Manderley, of course, is the impressive house in Cornwall in which du Maurier’s Maxim de Winter lives – along with two wives, the unnamed narrator and the late Rebecca. Manderley features in the novel’s famous opening line. The name is highly appropriate, because “[Manderley] only publishes books inspired by a particular building or place. It’s the theme that runs through all the publications.”

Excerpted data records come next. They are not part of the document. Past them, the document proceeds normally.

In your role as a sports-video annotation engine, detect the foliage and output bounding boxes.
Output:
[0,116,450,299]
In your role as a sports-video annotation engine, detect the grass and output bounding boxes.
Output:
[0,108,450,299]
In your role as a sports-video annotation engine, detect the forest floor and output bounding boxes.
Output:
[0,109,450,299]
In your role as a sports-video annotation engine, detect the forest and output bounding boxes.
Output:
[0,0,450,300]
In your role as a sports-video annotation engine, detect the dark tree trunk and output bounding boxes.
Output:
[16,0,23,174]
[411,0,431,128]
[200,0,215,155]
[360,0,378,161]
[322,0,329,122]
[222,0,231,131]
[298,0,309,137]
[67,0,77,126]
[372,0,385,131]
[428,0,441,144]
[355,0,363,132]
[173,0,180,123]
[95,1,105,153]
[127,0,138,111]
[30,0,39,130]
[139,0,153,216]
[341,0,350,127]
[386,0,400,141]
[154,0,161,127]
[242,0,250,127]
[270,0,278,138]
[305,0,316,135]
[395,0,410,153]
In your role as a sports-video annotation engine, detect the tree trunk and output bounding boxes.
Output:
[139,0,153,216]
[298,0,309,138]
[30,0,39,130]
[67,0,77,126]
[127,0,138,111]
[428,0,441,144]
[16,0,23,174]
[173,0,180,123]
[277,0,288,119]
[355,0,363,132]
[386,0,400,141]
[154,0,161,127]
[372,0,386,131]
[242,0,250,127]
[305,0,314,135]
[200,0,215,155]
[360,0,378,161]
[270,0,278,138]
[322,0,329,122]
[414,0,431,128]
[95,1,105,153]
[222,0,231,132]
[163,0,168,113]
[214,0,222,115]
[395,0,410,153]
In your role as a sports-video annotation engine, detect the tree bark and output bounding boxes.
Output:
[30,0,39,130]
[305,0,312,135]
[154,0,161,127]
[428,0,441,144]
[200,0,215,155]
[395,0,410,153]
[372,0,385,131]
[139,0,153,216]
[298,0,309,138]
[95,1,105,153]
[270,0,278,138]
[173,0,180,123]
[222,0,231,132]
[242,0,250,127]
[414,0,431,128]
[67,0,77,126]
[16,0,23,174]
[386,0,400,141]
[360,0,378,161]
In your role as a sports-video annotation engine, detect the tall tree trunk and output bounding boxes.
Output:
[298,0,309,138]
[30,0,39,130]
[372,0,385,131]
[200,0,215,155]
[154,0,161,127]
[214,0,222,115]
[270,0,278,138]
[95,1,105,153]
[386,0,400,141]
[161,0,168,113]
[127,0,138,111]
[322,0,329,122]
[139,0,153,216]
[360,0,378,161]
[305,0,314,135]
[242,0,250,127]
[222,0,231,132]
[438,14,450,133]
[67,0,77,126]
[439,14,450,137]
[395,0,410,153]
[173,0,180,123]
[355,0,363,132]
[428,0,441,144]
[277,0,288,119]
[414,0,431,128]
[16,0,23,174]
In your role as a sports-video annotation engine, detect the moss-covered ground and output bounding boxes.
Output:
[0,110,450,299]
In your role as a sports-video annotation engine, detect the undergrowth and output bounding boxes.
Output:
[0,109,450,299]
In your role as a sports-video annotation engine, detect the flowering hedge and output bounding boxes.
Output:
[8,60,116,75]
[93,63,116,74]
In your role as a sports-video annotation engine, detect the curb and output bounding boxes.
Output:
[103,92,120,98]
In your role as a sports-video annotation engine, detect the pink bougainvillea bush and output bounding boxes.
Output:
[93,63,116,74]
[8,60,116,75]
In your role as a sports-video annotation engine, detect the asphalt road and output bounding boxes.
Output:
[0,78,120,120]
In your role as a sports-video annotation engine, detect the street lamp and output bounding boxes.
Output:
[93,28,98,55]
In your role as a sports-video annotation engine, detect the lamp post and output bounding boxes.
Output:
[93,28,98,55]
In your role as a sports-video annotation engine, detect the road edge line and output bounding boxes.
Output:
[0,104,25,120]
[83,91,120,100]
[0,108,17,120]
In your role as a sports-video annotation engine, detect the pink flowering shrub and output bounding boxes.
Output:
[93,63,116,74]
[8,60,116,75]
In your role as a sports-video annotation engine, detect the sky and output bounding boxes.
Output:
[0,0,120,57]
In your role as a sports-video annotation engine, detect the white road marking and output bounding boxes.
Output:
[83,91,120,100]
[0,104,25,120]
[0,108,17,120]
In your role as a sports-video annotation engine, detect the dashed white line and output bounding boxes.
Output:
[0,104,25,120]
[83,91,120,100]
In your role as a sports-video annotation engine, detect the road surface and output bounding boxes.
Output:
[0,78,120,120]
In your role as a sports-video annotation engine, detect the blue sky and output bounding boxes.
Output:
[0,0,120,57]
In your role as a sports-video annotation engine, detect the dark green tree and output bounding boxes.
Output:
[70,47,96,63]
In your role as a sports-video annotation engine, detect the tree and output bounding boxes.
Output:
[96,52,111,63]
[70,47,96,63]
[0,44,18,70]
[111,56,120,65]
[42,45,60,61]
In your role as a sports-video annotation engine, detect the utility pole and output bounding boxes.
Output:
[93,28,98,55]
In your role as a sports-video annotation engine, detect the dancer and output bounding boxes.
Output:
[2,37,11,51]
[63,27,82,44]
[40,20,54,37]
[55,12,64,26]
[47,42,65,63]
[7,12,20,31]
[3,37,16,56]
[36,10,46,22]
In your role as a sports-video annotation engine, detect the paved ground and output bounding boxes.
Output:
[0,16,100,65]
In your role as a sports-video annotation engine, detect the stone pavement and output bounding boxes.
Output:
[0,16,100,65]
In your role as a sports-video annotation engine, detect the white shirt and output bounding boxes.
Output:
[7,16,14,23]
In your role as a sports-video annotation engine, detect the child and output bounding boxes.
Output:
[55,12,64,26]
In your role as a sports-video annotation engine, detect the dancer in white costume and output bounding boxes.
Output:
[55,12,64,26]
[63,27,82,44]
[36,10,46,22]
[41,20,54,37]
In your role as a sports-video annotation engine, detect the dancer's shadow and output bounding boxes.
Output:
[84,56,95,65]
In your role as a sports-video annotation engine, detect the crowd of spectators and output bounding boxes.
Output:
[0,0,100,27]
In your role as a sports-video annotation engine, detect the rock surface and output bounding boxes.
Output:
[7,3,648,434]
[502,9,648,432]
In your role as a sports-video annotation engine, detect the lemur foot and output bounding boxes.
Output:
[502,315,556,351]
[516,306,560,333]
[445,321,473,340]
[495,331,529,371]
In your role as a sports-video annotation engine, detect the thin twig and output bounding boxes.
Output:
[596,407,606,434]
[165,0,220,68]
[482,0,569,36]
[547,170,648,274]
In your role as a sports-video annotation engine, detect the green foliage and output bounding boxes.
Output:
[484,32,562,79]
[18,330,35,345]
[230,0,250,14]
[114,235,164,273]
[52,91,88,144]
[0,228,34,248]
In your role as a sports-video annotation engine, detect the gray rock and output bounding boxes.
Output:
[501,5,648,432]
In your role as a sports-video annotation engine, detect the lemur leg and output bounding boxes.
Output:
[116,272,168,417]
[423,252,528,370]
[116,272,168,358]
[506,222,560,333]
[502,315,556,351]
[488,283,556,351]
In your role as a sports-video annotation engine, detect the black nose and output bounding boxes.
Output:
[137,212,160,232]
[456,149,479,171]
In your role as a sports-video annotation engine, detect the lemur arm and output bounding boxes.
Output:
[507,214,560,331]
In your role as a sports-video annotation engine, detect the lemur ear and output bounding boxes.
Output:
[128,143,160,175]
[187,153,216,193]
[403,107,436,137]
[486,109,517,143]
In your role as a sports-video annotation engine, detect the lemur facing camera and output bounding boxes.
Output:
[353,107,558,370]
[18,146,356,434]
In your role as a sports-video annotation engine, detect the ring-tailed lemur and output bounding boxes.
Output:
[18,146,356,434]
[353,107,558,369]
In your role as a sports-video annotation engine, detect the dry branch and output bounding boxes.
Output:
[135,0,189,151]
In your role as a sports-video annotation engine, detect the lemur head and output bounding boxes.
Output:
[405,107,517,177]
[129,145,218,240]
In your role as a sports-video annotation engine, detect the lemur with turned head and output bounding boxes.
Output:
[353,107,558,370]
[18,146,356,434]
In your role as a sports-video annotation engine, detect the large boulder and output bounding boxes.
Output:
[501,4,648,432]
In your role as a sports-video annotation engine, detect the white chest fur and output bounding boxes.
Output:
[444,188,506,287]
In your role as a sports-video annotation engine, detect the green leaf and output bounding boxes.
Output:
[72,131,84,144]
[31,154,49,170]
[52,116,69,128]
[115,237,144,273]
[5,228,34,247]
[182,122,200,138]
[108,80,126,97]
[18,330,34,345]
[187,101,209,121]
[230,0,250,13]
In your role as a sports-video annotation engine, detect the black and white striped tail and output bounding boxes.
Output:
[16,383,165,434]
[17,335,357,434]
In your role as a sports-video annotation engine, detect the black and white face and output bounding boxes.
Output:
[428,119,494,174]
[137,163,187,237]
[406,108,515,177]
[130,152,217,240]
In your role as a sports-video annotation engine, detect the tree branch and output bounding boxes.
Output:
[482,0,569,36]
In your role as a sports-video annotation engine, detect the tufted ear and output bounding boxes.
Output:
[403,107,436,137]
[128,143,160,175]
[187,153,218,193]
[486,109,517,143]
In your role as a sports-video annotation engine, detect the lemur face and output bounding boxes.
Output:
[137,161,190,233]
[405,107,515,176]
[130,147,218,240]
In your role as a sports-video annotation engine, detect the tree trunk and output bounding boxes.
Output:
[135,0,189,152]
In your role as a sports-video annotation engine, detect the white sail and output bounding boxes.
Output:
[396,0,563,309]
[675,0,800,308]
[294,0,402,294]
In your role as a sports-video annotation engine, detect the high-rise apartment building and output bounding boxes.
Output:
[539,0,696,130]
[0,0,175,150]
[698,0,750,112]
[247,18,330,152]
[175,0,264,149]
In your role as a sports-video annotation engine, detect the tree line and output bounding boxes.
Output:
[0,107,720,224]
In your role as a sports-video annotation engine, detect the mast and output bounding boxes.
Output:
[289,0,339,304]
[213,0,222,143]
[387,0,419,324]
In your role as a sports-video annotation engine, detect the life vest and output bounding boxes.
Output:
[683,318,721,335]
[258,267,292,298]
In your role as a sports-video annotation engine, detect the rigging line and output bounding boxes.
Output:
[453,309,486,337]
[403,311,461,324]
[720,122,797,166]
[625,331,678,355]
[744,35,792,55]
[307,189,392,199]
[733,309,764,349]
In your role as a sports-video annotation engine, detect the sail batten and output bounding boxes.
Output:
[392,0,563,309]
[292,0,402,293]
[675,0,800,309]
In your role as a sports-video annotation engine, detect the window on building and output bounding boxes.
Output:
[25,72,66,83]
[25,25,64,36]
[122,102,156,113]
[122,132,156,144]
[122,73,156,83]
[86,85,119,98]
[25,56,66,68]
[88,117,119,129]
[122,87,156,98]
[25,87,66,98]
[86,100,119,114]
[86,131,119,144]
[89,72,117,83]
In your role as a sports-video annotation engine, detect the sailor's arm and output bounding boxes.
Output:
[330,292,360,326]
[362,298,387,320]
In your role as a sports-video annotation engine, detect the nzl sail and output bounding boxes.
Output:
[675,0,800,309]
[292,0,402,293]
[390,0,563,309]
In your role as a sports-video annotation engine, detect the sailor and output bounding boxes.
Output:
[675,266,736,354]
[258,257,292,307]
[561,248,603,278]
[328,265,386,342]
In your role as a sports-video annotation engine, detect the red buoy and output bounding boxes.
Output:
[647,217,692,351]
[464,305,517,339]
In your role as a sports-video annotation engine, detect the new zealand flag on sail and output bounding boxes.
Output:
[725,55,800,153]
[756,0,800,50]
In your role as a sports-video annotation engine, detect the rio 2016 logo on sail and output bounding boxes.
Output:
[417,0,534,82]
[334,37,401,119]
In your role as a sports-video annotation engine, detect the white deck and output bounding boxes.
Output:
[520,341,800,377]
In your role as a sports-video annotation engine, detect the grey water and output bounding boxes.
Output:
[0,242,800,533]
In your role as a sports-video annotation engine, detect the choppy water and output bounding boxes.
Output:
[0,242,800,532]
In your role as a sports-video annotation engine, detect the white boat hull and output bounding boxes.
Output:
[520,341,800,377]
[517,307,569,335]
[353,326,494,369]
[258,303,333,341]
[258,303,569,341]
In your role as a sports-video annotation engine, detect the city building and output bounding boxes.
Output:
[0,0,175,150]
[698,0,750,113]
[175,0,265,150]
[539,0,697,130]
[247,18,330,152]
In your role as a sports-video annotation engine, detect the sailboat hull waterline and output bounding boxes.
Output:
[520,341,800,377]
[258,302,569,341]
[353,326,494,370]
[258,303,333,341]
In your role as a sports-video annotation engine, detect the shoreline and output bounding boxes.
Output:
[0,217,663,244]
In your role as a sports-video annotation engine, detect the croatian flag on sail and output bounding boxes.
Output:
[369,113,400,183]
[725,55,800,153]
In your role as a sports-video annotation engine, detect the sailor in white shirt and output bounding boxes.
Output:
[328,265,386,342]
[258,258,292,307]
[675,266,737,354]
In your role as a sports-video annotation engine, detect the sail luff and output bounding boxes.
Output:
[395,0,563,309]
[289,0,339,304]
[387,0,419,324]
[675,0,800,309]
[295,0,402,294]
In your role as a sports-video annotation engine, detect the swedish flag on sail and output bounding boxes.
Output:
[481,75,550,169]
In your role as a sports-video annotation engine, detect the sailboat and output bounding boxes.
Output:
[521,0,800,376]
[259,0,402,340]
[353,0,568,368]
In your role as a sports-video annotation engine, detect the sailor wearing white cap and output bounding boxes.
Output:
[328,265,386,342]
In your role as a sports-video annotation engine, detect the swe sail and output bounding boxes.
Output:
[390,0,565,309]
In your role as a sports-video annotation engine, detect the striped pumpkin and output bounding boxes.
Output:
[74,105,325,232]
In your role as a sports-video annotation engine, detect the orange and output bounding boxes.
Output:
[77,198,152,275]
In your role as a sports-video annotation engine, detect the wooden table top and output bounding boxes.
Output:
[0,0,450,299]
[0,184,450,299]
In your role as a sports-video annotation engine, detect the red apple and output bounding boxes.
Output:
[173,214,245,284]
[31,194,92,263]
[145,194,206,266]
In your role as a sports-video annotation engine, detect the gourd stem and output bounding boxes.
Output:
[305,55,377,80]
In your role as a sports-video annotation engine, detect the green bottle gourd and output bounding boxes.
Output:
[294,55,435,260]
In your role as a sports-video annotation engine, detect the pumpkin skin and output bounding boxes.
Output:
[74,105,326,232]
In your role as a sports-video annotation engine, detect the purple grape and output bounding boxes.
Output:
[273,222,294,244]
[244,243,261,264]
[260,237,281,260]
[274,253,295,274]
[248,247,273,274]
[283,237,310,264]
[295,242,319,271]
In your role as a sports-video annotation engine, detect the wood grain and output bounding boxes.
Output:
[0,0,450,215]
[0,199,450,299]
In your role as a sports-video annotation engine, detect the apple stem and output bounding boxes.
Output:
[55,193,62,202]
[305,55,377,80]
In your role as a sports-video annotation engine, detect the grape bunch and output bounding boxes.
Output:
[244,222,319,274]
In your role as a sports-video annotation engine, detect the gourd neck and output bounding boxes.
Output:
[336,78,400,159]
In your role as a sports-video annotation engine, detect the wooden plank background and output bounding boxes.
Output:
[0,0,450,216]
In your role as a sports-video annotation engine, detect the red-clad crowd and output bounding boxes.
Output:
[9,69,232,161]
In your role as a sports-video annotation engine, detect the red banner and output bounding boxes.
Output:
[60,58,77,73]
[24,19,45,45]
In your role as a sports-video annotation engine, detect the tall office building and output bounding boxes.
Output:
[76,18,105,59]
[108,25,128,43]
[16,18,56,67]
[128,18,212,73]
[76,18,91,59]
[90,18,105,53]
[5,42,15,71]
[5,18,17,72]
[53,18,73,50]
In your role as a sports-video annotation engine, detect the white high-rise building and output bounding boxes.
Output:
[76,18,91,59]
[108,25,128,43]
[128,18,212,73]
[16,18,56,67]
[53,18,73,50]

The formula is simple: Russell finds a work by a late author which is either out of copyright, or gets permission from the author’s estate to republish it. She then commissions an introduction by a well-known author who has some association with the place or building in the work, and commissions a beautiful illustration for the cover. “The person who writes introduction, and the illustrator who designs the cover, have to be linked to the place in the book in some way,” she says.
Manderley titles include Henry James’ Washington Square, featuring an introduction by Colm Tóibín; The House in Cornwall by Noel Streatfeild, with an introduction by Guardian journalist Lucy Mangan; and a new collection of stories by Joan Aiken, featuring an introduction by novelist Kiran Millwood Hargrave.
Having worked in-house at Thames & Hudson, Russell went freelance after having children, mostly working within arts and heritage publishing, before setting up Manderley in 2020. “I’d had the idea for Manderley for a long while, so it’s slightly embarrassing that it took the global pandemic for me to do it. I found myself three months into the pandemic in 2020 with no work, because museums and galleries had closed,” she said.
“I had a moment where I thought, ‘I can either completely retrain or just bring all the strands of my career together so far’. I’ve worked in heritage publishing. I’ve worked in arts publishing with museums. I’ve been a bookseller, mostly at Daunt Books, while I was a student. It seemed like an opportunity to bring it all together. When I set up Manderley, it was literally at my kitchen table, while everyone else in my family was in their rooms on their computers. But it started coming together,” she says.